LONDON — Sex & Censorship, the new U.K. group spearheaded by free speech advocate Jerry Barnett that is attempting to find ways to keep the Internet uncensored in the country, had a town hall rally Monday evening at XBIZ EU.
The meeting coincided with XBIZ EU’s annual London convention and drew a packed convention hall at the Radisson Edwardian Bloomsbury Hotel in central London. The session, which packed the convention hall, was open to XBIZ EU attendees, as well as the general public.
U.K. obscenity attorney Myles Jackman, stripper and activist Edie Lamort, porn star Karina Currie and adult producer and designer Ben Yates, joined by video messages from Barnett and Kink.com founder Peter Acworth, provided numerous reasons and anecdotal tales why the U.K. should dump Prime Minister David Cameron’s porn opt-in plan and lobby ATVOD for a more reasonable plan that wouldn’t punish adult distributors in the country, as well as operators of foreign porn sites, for delivery of content. The hour-long meeting was hosted by the Free Speech Coalition’s Diane Duke.
Some of the meeting's talking points included a background to U.K. censorship laws and the filter plans and identification of opposition groups attacking sexual freedoms.

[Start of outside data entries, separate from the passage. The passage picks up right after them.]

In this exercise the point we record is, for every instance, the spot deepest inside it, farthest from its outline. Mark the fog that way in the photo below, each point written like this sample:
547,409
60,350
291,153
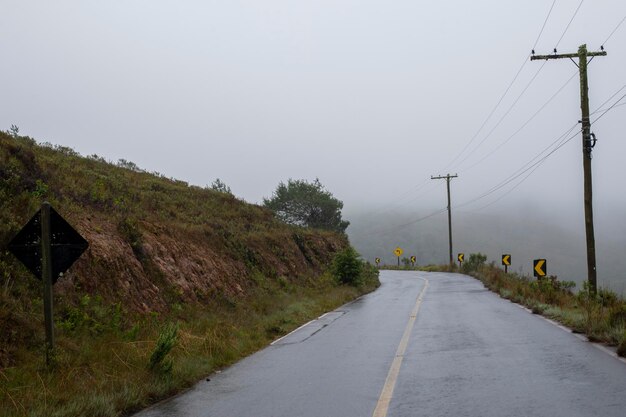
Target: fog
371,97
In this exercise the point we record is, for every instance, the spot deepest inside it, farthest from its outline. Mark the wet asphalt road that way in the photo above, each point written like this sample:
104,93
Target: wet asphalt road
470,353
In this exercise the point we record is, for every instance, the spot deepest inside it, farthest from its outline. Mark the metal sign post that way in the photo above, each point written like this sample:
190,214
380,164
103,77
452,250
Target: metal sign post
47,245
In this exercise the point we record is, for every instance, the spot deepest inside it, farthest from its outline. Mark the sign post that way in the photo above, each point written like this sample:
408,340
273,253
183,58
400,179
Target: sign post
506,261
540,268
47,245
46,276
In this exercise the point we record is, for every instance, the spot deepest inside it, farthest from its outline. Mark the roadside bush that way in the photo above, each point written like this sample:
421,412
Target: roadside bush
621,349
347,266
167,340
475,262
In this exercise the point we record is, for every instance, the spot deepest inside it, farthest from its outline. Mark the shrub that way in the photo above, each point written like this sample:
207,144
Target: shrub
475,262
166,342
347,266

It also discussed the rise in moral panic and the need to counter it and next-step ideas.
Barnett, who couldn’t attend the meeting, told attendees through a video message that the U.K. has the strongest censorship laws in the world and that the country has spiraled enforcement upward in the past 30 years.
“The U.K. is breaking ground with censorship … we have groups creating a panic,” said Barnett, reasoning why he formed Sex & Censorship.
Barnett in his message said he’s trying to mount additional campaigns and fundraisers to get the message across that censorship is unacceptable and unhealthy in the U.K.
Currie, who has been in the industry since 1999, said that porn is a “natural form of sexual expression” and that the key to solving fear-driven exploits against porn is education.
“I have seen many changes since then,” she said. “One of the changes has been the explosion of the Internet, as well as censorship,” she said. “Sex is part of our primordial drive to procreate. It is a natural thing. Children need to be taught at a much younger age [about sex] in households and in schools. Education is key.
“To ban [porn completely] would be to take away freedom of speech and freedom of access to information,” she said. “Human beings shouldn’t be nannied and told what to do and what not to do.”
In his discussion, Yates focused on ATVOD, which for the past three years has regulated on-demand video on the Internet.
ATVOD’s CEO, Pete Johnson, spoke earlier in the day at XBIZ EU, outlining new rules and enforcement targeting adult entertainment companies over rules on age verification, and that session was hot on Yates’ mind.
“ATVOD is here to stay, and we need to do our best to engage them,” Yates said. “As an industry in this country we need to come together. But unfortunately we don’t have that in the U.K.”
As for ATVOD, “Who regulates the regulator?” he asked.
Acworth, a British national, said in his video message from Kink’s headquarters in San Francisco that Cameron’s opt-in plan is a big mistake. “It’s a step backwards,” he said. “I don’t see any rhyme or reason to it. Who can say what pornography is?”
Jackman, a litigator for London-based Hodge, Jones & Allen, said it is not impossible to stop oppressive laws facing the U.K. adult industry.
“We need your support doing this,” he said, noting that he has three current adult entertainment cases that challenge guidelines, legislation, legality and process.
“It is very important that we take on this insidious anti-libertarian, anti-free speech and anti-right for adults to view pornography if they choose to,” he said.
Lamort made a similar plea to rally the adult biz for change against a growing movement to turn the clocks back: “These people won’t stop -- ban porn, ban lads mags, ban burlesque,” she said.
“We are facing a counter sexual revolution; we are facing puritanism,” she said.